Folding Strategy¶

REP implements folding strategy as one more metaestimator.

When we don't have enough data to split data on train/test, we're stick to k-folding cross-validation scheme. Folding becomes the only way when you use some multi-staged stacking algorithm.

Usually we split training data into folds manually, but this is annoying and not reliable. REP has FoldingClassifier and FoldingRegressor, which do this automatically.

In [1]:

%pylab inline

Populating the interactive namespace from numpy and matplotlib

Loading data¶

download particle identification Data Set from UCI¶

In [2]:

!cd toy_datasets; wget -O MiniBooNE_PID.txt -nc --no-check-certificate https://archive.ics.uci.edu/ml/machine-learning-databases/00199/MiniBooNE_PID.txt

File `MiniBooNE_PID.txt' already there; not retrieving.

In [3]:

import numpy, pandas
from rep.utils import train_test_split
from sklearn.metrics import roc_auc_score

data = pandas.read_csv('toy_datasets/MiniBooNE_PID.txt', sep='\s*', skiprows=[0], header=None, engine='python')
labels = pandas.read_csv('toy_datasets/MiniBooNE_PID.txt', sep=' ', nrows=1, header=None)
labels = [1] * labels[1].values[0] + [0] * labels[2].values[0]
data.columns = ['feature_{}'.format(key) for key in data.columns]

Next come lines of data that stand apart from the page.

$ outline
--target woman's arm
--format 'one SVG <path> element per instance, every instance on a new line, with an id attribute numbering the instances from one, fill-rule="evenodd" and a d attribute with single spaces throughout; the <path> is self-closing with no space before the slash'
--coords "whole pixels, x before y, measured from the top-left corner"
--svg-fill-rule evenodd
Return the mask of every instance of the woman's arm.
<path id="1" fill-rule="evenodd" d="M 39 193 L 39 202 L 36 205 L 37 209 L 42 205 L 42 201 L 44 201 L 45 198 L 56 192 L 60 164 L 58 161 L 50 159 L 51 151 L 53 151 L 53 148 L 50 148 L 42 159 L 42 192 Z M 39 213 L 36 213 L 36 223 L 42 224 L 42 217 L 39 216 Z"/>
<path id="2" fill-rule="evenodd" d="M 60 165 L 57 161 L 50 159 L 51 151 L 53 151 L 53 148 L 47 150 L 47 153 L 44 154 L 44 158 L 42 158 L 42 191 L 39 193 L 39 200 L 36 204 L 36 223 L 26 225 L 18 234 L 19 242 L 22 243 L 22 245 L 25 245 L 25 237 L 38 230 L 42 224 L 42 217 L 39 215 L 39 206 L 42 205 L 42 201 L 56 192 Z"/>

train_data, test_data, train_labels, test_labels = train_test_split(data, labels, train_size=0.5)

Training variables¶

In [4]:

variables = list(data.columns)

Folding strategy¶

FoldingClassifier implements the same interface as all classifiers, but with some difference:

prediction methods have additional parameter "vote_function" (example folder.predict(X, vote_function=None)), which is used to combine all classifiers' predictions.

In [5]:

from rep.estimators import SklearnClassifier
from sklearn.ensemble import GradientBoostingClassifier
from rep.metaml import FoldingClassifier

Define folding model¶

In [6]:

%%time
n_folds = 4
folder = FoldingClassifier(GradientBoostingClassifier(n_estimators=30), 
                           n_folds=n_folds, features=variables, 
                           parallel_profile='threads-4')
folder.fit(train_data, train_labels)

CPU times: user 2min 43s, sys: 3.01 s, total: 2min 46s
Wall time: 47 s

Default prediction (predict i_th_ fold by i_th_ classifier)¶

In this case each sample will be predict by estimator that was not using this particular sample in training.

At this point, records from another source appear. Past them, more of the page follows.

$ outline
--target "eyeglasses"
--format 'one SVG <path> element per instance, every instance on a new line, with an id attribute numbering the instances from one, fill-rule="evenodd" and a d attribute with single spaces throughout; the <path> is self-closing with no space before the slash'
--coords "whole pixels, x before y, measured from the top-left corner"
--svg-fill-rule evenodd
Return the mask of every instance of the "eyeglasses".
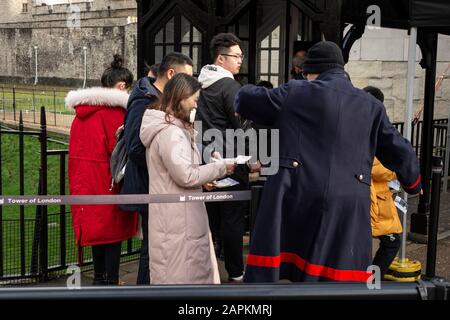
<path id="1" fill-rule="evenodd" d="M 243 54 L 227 54 L 227 53 L 221 53 L 220 55 L 222 56 L 227 56 L 227 57 L 234 57 L 236 59 L 241 59 L 244 60 L 244 55 Z"/>
<path id="2" fill-rule="evenodd" d="M 303 79 L 308 80 L 308 73 L 302 72 L 302 77 Z"/>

When you apply this prediction to some new data (not the same was passed in training), it will predict each sample by random estimator.

In [7]:

folder.predict_proba(train_data)

KFold prediction using folds column

Out[7]:

array([[ 0.79281896,  0.20718104],
       [ 0.96200905,  0.03799095],
       [ 0.23027741,  0.76972259],
       ..., 
       [ 0.9431413 ,  0.0568587 ],
       [ 0.48068844,  0.51931156],
       [ 0.87707187,  0.12292813]])

Voting prediction (predict i_th_ fold by all classifiers and take value, which is calculated by `vote_function`)¶

It makes sense to use all classifier to predict new data, because averaging makes predictions more stable.

In [8]:

# definition of mean function, which combines all predictions
def mean_vote(x):
    return numpy.mean(x, axis=0)

In [9]:

folder.predict_proba(test_data, vote_function=mean_vote)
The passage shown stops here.